Coinbase halted trading service in India because of “informal pressure” from the Reserve Bank of India, the crypto exchange’s chief executive said on Tuesday, addressing the notable Indian episode for the first time in a month.
The Nasdaq-listed firm launched its eponymous crypto trading service in India to much fanfare on April 7. The app allowed users in the world’s second largest internet market to buy crypto tokens using UPI, a highly popular Indian payments infrastructure built by a coalition of retail banks. But just three days after the launch, the firm rolled back the service without an explanation.
The move followed a strange statement made by the National Payments Corporation of India, the governing body that oversees UPI in the country, in which it refused to acknowledge UPI support on Coinbase’s app.
Asked about the Indian episode on the company’s earnings call, Coinbase co-founder and chief executive Brian Armstrong said Coinbase disabled UPI “because of some informal pressure from the Reserve Bank of India.”
Armstrong pointed out that cryptocurrency trading is not illegal in India — in fact, the South Asian nation just recently started to tax it — but there are “elements in the government there, including at Reserve Bank of India, who don’t seem to be as positive on it. And so they — in the press, it’s been called a ‘shadow ban,’ basically, they’re applying soft pressure behind the scenes to try to disable some of these payments, which might be going through UPI,” he said.
The Reserve Bank of India’s action “may be actually in violation of the Supreme Court ruling, which would be interesting to find out if it were to go there. But I think our preference is really just to work with them and focus on relaunching. I think there’s a number of path that we have to relaunch with other payment methods there.
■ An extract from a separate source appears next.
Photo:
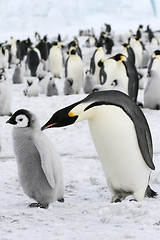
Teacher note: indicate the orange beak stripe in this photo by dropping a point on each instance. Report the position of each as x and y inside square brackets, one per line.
[49, 125]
And that’s the default path going forward,” he said.
The Reserve Bank of India had earlier banned cryptocurrency — a decision overturned by the nation’s apex court over two years ago — but the central bank continues to informally exert pressure on banks from engaging with cryptocurrency exchanges, TechCrunch reported earlier.
This pressure — and the banks’ compliance — is the reason why popular cryptocurrency exchanges in India periodically face issues with supporting fiat currency in the country. An executive at one of the cryptocurrency exchanges told TechCrunch that they too may challenge the central bank’s action in the court, but cautioned that such a court battle may take years and their businesses might get obliterated in that time, which is why the crypto players in India are hopeful that the central bank will relax its stance on its own in some time.
Armstrong added:
I guess just to zoom out for a minute, one of our theories here and my theory is that action produces information. So it’s not always clear as we go to these countries all over the world, everybody is in varying states of kind of education or lack thereof about crypto. And there’s a lot of work to go meet with policymakers around the world and kind of teach them about what the AML capabilities are and what are the positive benefits. The people of these countries generally really want crypto. And so to me, that says that most places in the free world and democracies, crypto is going to eventually be regulated and legal, but it’s going to take time for them to get comfortable with this.
And the way that we push the conversation forward is by taking action. That’s why we’re going to go launch, even if we’re not exactly sure how it’s going to — the reaction is going to be received, we’re going to launch because it forces the discussion to be had. Now the press is talking about it in India. Now there’s meetings happening that are going to talk about how we get to the next step. So that’s generally our approach with international expansion.